Like all members of the Scyphozoa class, jellyfish have an umbrella-like structure called a medusa. The medusa consists of two membranes: the gastrodermis ( the inner membrane) and the epidermis (the outer membrane). Located between the two membranes is the mesoglea, a low density substance which facilitates floating. Due to their non-hydrodynamic structures, jellyfish are not skilled swimmers. Floating is achieved through contractions of the medusa in a cyclical fashion, allowing the creature to pulsate through the water.

Respiration is made easier by the thinness of the membranes. Oxygen is diffused directly into the cells of the jellyfish from the water. Carbon dioxide is diffused in the opposite direction, traveling through the membranes and out into the sea. Respiration (the exchange of oxygen and carbon dioxide) takes place over the whole surface of the jellyfish.

Located inside the tentacles are cnidoblasts. These are stinging cells which contain coiled threads with a spike at the end; these coiled threads are called nematocysts. Nematocysts can be released in response to both mechanical and chemical stimuli. Nematocysts cannot be re-used however, new ones are produced to replace those that were discharged. The stinging tentacles are used to subdue prey. They are also used as a defense mechanism for jellyfish to protect themselves against predators. The nematocyst discharges into the prey, incapacitating it via a paralyzing toxin in the barb. The jellyfish then contracts its tentacles to bring its prey into its mouth which is located in the center of the medusa. Extracellular digestion takes place in a sac-like tract. Here the food is broken down by digestive enzymes. Waste products are ejected from the mouth. Jellyfish have what is called a two-way digestive tract, meaning that food is ingested from the same cavity that waste is expelled from. Stinging prey with tentacles is only one of the two ways that the jellyfish can obtain food. The second is by catching plankton on its medusa via a mucus-like substance. Cells containing cilia then push the food into the mouth.
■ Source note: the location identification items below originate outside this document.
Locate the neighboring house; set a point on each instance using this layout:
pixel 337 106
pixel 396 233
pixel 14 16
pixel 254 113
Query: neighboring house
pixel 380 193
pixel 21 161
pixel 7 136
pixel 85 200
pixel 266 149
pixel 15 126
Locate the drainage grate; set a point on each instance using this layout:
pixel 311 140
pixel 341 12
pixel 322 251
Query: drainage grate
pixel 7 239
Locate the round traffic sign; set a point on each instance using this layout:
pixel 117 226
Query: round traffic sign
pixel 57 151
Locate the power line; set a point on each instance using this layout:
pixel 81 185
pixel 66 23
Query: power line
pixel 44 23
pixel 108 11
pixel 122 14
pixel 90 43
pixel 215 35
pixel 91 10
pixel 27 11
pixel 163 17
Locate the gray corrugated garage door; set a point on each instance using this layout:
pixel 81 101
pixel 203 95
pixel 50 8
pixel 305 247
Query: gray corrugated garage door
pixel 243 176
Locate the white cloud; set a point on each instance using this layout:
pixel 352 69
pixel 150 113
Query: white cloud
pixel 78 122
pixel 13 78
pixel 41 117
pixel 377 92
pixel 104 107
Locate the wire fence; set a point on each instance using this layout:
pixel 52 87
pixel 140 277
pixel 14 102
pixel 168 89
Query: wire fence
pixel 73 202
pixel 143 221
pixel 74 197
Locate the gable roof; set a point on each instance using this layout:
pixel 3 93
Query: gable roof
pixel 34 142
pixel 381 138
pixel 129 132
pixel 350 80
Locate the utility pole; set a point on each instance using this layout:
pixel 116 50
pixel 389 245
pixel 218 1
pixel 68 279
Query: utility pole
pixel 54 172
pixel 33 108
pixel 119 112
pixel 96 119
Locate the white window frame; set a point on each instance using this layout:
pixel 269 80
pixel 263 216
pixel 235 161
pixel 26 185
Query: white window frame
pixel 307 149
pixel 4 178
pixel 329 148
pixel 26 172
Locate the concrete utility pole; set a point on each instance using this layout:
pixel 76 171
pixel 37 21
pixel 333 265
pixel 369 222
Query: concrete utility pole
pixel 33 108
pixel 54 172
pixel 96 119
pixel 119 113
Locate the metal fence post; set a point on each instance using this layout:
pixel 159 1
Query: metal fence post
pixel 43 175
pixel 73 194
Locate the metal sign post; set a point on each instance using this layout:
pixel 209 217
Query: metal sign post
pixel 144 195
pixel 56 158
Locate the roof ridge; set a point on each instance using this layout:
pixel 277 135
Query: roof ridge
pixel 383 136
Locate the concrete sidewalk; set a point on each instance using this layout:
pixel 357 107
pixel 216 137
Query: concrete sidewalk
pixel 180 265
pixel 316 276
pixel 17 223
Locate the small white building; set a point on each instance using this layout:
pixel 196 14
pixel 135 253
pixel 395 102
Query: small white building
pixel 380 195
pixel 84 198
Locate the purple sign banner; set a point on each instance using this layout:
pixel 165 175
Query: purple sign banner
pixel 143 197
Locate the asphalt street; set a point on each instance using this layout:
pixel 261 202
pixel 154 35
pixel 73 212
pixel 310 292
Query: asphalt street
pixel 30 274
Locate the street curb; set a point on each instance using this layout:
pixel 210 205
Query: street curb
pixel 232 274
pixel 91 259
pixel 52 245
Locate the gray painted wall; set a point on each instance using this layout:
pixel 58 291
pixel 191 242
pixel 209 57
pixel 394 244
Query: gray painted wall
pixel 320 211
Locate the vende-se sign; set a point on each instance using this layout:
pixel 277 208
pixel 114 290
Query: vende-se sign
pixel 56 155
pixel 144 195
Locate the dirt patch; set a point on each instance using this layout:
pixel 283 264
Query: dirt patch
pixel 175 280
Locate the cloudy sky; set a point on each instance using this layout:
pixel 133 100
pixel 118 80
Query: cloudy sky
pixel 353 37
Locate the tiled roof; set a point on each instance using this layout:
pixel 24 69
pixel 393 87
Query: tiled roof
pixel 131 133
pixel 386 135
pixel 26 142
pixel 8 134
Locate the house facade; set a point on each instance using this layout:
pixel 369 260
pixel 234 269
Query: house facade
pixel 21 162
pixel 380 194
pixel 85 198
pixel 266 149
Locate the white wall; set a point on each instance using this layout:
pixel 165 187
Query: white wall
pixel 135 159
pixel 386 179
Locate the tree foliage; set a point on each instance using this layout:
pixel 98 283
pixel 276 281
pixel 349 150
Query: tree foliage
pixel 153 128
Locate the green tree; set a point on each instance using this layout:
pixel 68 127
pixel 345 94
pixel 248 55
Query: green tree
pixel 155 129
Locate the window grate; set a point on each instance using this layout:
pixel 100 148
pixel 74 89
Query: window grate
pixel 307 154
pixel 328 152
The jellyfish population is comprised of both male and female sexes. Testes and ovaries form a four leaf clover shaped patten in the medusa. The male jellyfish produces sperm which swims out of the mouth of the male and into the mouth of the female. As you can see, the mouth is a very versatile part of the jellyfish. The eggs are fertilized in the ovary and released into the water where they undergo embryonic development. Some species release their gametes into the water and external fertilization takes place. Before becoming an adult jellyfish, the zygote undergoes various stages of deveopment.

This brings us to the lifecycle of the jellyfish. During the first embryonic stage, the zygote divides into two halves. Mitosis continues until the morula (a solid ball of cells) is formed. Subsequent to the morula phase, a blastula is formed. A blastula is a hollow ball of cells. Once the external cells of the blastula become ciliated, a planula (a swimming larva) is formed. The planula usually adheres itself to a solid substrate and becomes a polyp. The polyp consists of a digestive tract, tentacles and a mouth. Immature jellyfish (ephyra) then break off from the polyp. This is a form of asexual reproduction called budding during which an extension of the parent seperates and becomes a new individual.

Caution should be exercised when swimming near jellyfish. Most stings are painful, but otherwise harmless. Some are more dangerous and can be fatal. Stings inflicted by the sea wasp and the box jelly have proved to be deadly. It is recommended that you exit the water immediately if stung. Serious stings can cause anaphylaxis, a potentially fatal allergic reaction. Remaining in the water while experiencing anaphylactic shock can result in drowning.